Рантик
(Из романа "Золотой тупик")
В конце концов, он задремал и разбудил его милиционер. В поезде он думал отоспаться, но в купе оказался с молодыми весёлыми ребятами, они добирались домой в Пятигорск и Эдди думать и спать расхотелось. Выяснилось, что попутчики были в Санкт-Петербурге, заехали на пару дней погреться под южным солнцем после дождливой Северной Пальмиры.
Поутихнув после шумного обсуждения впечатлений о днях, проведённых в солнечном Сочи, они стали выкладывать на стол припасы, пригласили и Эдди. К паре бутылок вина южного вина Эдди приложил бутылку коньяка, связку чурчхел и соленья.

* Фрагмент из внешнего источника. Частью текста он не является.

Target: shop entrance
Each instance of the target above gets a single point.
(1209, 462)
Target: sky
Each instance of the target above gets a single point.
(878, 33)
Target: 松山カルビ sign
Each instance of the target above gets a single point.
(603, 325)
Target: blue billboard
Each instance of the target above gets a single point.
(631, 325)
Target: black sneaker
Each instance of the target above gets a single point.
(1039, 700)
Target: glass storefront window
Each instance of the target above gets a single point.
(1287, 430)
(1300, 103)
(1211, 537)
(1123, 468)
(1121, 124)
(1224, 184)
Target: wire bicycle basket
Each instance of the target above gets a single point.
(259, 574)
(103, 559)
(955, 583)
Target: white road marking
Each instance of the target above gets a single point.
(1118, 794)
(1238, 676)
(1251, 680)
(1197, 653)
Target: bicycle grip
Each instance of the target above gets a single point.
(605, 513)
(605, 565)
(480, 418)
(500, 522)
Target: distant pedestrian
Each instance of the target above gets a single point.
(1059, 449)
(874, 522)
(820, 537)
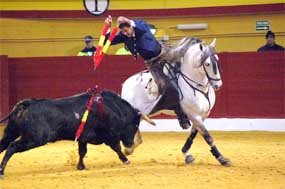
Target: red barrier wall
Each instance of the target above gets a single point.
(254, 83)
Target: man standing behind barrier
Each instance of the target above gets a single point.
(137, 37)
(270, 43)
(89, 48)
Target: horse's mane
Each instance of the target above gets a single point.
(178, 49)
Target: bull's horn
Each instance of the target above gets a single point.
(147, 119)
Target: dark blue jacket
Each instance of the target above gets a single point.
(143, 43)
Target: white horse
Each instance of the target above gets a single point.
(197, 79)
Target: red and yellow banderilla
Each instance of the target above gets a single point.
(102, 50)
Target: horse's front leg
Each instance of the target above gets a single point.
(214, 150)
(185, 149)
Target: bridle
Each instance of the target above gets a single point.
(209, 53)
(212, 54)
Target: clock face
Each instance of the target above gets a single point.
(96, 7)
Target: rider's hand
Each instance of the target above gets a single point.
(108, 20)
(122, 19)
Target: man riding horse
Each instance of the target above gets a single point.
(137, 37)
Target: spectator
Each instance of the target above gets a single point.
(270, 43)
(89, 48)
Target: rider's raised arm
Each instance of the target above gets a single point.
(140, 25)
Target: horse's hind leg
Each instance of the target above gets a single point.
(16, 146)
(185, 149)
(214, 150)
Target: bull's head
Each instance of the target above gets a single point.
(130, 131)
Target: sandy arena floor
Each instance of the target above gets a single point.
(258, 157)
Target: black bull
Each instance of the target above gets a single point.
(39, 121)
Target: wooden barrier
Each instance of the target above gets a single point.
(254, 83)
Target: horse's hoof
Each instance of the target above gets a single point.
(189, 159)
(1, 172)
(224, 161)
(127, 162)
(80, 167)
(128, 151)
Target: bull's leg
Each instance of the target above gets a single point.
(214, 150)
(185, 149)
(10, 134)
(16, 146)
(82, 150)
(118, 150)
(137, 141)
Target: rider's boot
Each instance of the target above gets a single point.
(182, 117)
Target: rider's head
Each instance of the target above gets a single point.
(126, 29)
(270, 38)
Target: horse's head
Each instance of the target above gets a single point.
(205, 59)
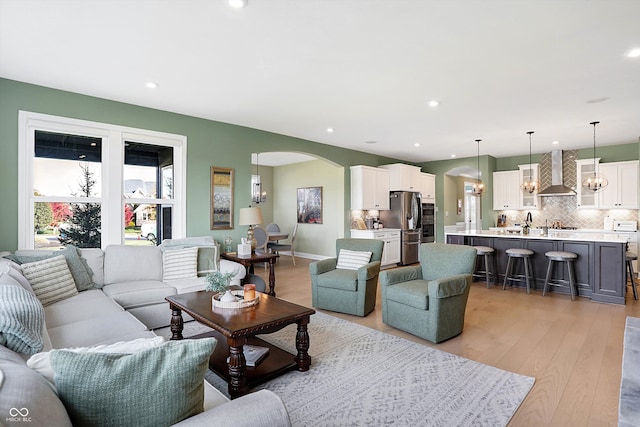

Выпили, познакомились. Студенты завели восторженную беседу о пребывании в Питере.
Оказалось, что они студенты Пятигорского университета и ездили в Питер на конференцию, посвящённую творчеству Пушкина. Они говорили об умном профессоре-пушкинисте, о новаторстве гения, об «онегинской строфе», что это такое Эдди не знал, но слушал с вниманием. Вскоре они заспорили о том, смогли бы они, нынешние, жить в эпоху Пушкина, жить без автомобилей, телефонов, джинсов и дискотек.
Разгорелась полемика об отношениях Онегина и Татьяны. Длинноволосый очкарик утверждал, что Татьяна глупая девчонка, запавшая на столичного пресыщенного денди и никакого будущего с Онегиным у неё не могло быть; что Пушкин спас её, придумав дуэль, где выяснилось каков Онегин на самом деле. Второй, студент-качок согласился с ним, аргументировав печальный итог дуэли бездушными словами Онегина»: «Несчастной жертвой Ленский пал». Третий, ярко выраженный кавказец, сказал, что Онегин козёл, отмазывал себя этими словами, думал только о ногтях, и лицемерно сделал несчастного Ленского чуть ли не виновным. К месту он рассказал анекдот. Кавказец зарезал прохожего. Его судят. Он заплатил судье и в своём последнем слове с честными глазами сказал: «Стоял на улице, чистил ножом ногти, этот несчастный прохожий споткнулся и три раза упал на мой нож».
Эдди прискучила полемика и он прервал кавказца, предложив тост за Пушкина. Выпили и кавказец спросил у него:
— А вы «Онегина», читали?
Эдди слишком долго отмалчивался, чтобы не завестись.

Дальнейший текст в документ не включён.